This week, rather extraordinarily!, Nature book review was about official statistics, with a review of Julia Lane’s Democratizing our Data. (The democratizing in the title is painful to watch, though!) The reviewer is Beth Simone Noveck, who was deputy chief technology officer under Barack Obama and a major researcher in digital democracy, excusez du peu! (By comparison, Trump’s deputy chief technology officer had a B.A. in politics and no other qualification for the job, but got nonetheless promoted to chief…)
“Lane asserts that the United States is failing to adequately track its population, economy and society. Agencies are stagnating. The census dramatically undercounts people from minority racial groups. There is no complete national list of households. The data are made available two years after the count, making them out of date as the basis for effective policy making.” B.S. Noveck
The debate raised by the book on the ability of official statistics to keep track of people in a timely manner is most interesting. And not limited to the USA, even though it seems to fit in a Hell of its own:
“In the United States, there is no single national statistical agency. The process of gathering and publishing public data is fragmented across multiple departments and agencies, making it difficult to introduce new ideas across the whole enterprise. Each agency is funded by, and accountable to, a different congressional committee. Congress once sued the commerce department for attempting to introduce modern techniques of statistical sampling to shore up a flawed census process that involves counting every person by hand.” B.S. Noveck
This remark brings back to (my) mind the titanesque debates of the 1990s when Republicans attacked sampling techniques and statisticians like Steve Fienberg rose to their defence. (Although others like David Freedman opposed the move, paradoxically mistrusting statistics!) The French official statistic institute, INSEE, has been running sampled census(es) for decades now, without the national representation going up in arms. I am certainly being partial, having been associated with INSEE, its statistics school ENSAE and its research branch CREST since 1982, but it seems to me that the hiring of highly skilled and thoroughly trained civil servants by this institute helps in making the statistics it produces more trustworthy and efficient, including measuring the impact of public policies. (Even though accusations of delay and bias show up regularly.) And in making the institute more prone to adopt new methods, thanks to the rotation of its agents. (B.S. Noveck notices and deplores the absence of reference to foreign agencies in the book.)

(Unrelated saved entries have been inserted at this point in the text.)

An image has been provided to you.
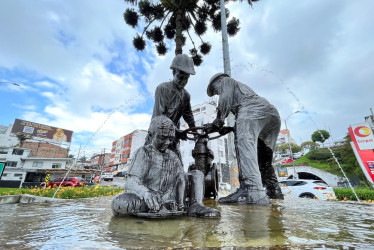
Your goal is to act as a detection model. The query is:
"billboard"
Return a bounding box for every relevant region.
[11,118,73,143]
[348,124,374,185]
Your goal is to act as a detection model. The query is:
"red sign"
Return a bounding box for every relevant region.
[11,118,73,143]
[350,123,374,150]
[348,126,374,184]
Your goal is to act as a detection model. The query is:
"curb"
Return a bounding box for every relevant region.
[0,194,65,204]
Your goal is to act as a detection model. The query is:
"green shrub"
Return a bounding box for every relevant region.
[307,149,332,161]
[334,188,374,201]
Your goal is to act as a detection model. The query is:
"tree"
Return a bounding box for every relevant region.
[300,141,319,150]
[276,143,301,154]
[311,130,330,144]
[79,156,87,162]
[15,133,32,147]
[123,0,259,65]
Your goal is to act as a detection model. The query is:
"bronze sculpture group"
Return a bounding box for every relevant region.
[112,54,283,218]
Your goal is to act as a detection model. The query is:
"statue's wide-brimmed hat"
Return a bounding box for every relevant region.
[170,54,196,75]
[207,73,229,97]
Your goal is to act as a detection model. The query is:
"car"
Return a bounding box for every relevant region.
[293,152,303,159]
[219,182,231,191]
[101,172,113,181]
[278,179,336,200]
[45,177,86,188]
[282,158,293,164]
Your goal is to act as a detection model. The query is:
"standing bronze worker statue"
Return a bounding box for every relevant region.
[204,73,284,205]
[150,54,196,156]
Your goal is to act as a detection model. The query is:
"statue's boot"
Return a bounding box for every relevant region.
[219,185,271,205]
[258,139,284,200]
[187,202,220,217]
[187,170,220,218]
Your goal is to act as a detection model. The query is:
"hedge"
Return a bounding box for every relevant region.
[334,188,374,201]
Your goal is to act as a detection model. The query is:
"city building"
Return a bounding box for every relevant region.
[276,129,297,145]
[89,152,111,170]
[109,129,147,175]
[0,146,73,188]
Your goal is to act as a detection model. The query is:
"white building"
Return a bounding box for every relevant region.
[0,146,71,187]
[276,129,297,146]
[0,124,19,147]
[179,101,230,182]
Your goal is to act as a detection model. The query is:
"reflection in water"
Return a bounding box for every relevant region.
[0,196,373,249]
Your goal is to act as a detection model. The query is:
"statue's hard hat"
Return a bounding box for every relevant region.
[207,73,229,97]
[170,54,196,75]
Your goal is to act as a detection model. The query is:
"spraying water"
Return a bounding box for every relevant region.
[52,95,144,198]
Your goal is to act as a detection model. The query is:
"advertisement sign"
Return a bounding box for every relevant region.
[350,123,374,150]
[348,126,374,184]
[11,118,73,143]
[277,167,288,177]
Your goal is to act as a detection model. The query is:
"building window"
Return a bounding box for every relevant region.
[12,149,24,155]
[218,139,223,146]
[14,173,23,177]
[220,151,224,157]
[2,173,8,177]
[5,161,17,167]
[32,161,43,168]
[52,163,61,169]
[0,148,8,154]
[201,106,206,111]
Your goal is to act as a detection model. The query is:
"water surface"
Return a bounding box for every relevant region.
[0,197,373,249]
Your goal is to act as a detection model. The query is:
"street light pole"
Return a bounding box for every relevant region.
[284,111,300,179]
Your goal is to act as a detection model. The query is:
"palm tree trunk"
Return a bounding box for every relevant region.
[175,10,183,55]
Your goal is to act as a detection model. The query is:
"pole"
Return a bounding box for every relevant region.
[220,0,231,76]
[284,119,296,179]
[284,111,300,179]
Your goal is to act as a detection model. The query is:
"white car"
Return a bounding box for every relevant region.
[101,172,113,181]
[279,179,336,200]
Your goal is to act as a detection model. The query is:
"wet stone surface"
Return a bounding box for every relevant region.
[0,196,373,249]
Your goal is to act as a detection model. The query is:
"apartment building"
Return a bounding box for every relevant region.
[109,129,147,175]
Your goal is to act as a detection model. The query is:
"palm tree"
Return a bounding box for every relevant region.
[123,0,254,66]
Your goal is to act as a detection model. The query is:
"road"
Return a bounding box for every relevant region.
[98,177,126,188]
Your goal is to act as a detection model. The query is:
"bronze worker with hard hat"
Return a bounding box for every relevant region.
[151,54,197,155]
[204,73,283,205]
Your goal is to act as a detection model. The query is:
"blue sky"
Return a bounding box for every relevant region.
[1,0,374,158]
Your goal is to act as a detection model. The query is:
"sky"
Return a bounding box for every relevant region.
[1,0,373,158]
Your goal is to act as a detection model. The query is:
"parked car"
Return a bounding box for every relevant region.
[101,172,113,181]
[282,158,293,164]
[278,179,336,200]
[93,176,100,183]
[219,182,231,191]
[44,177,86,188]
[292,152,303,159]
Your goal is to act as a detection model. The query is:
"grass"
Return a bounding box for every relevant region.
[292,155,344,176]
[0,185,123,199]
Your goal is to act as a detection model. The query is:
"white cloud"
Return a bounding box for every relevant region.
[1,0,374,158]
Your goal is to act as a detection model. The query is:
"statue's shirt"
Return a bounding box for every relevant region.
[215,78,279,121]
[127,145,184,198]
[152,81,195,129]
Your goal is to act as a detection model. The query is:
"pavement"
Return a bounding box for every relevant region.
[97,177,126,189]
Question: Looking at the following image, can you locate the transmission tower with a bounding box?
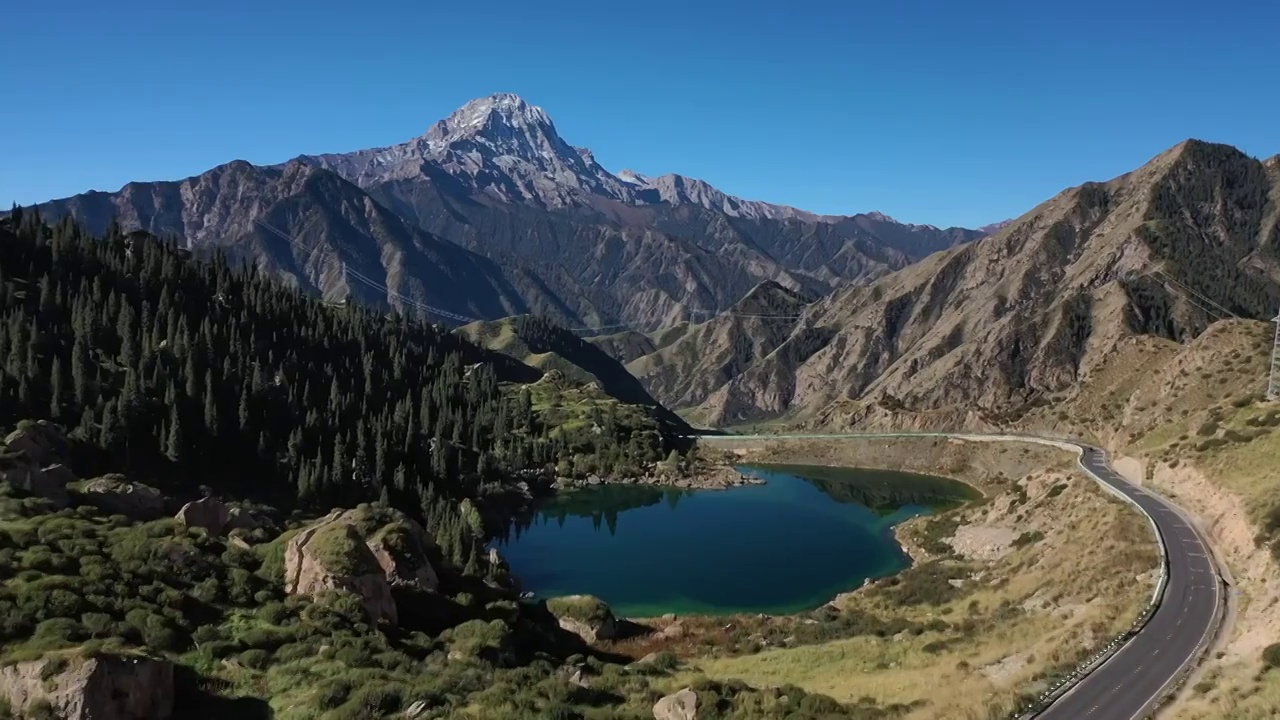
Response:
[1270,310,1280,401]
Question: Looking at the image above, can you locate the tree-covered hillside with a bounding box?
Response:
[0,210,688,556]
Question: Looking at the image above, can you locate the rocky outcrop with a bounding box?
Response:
[3,420,69,468]
[653,689,699,720]
[0,421,74,506]
[283,507,442,624]
[367,518,440,592]
[175,497,230,535]
[545,595,619,644]
[0,653,174,720]
[225,506,270,533]
[81,475,165,520]
[285,519,397,625]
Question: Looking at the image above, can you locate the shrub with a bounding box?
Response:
[26,699,56,720]
[545,596,612,626]
[1013,530,1045,548]
[238,648,270,669]
[1262,643,1280,669]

“By contrast, the best private-sector companies produce data that are in real time, comprehensive, relevant, accessible and meaningful.” B.S. Noveck
However, the notion in the review (and the book?) that private companies are necessarily doing better is harder to buy, if an easy jab at a public institution. Indeed, public official statistic institutes are the only one to have access to data covering the entire population, either directly or through other public institutes, like the IRS or social security claims. And trusting the few companies with a similar reach is beyond naïve (even though a company like Amazon has almost an instantaneous and highly local sensor of economic and social conditions!). And at odds for the call of democratizing, as shown by the impact of some of these companies on the US elections.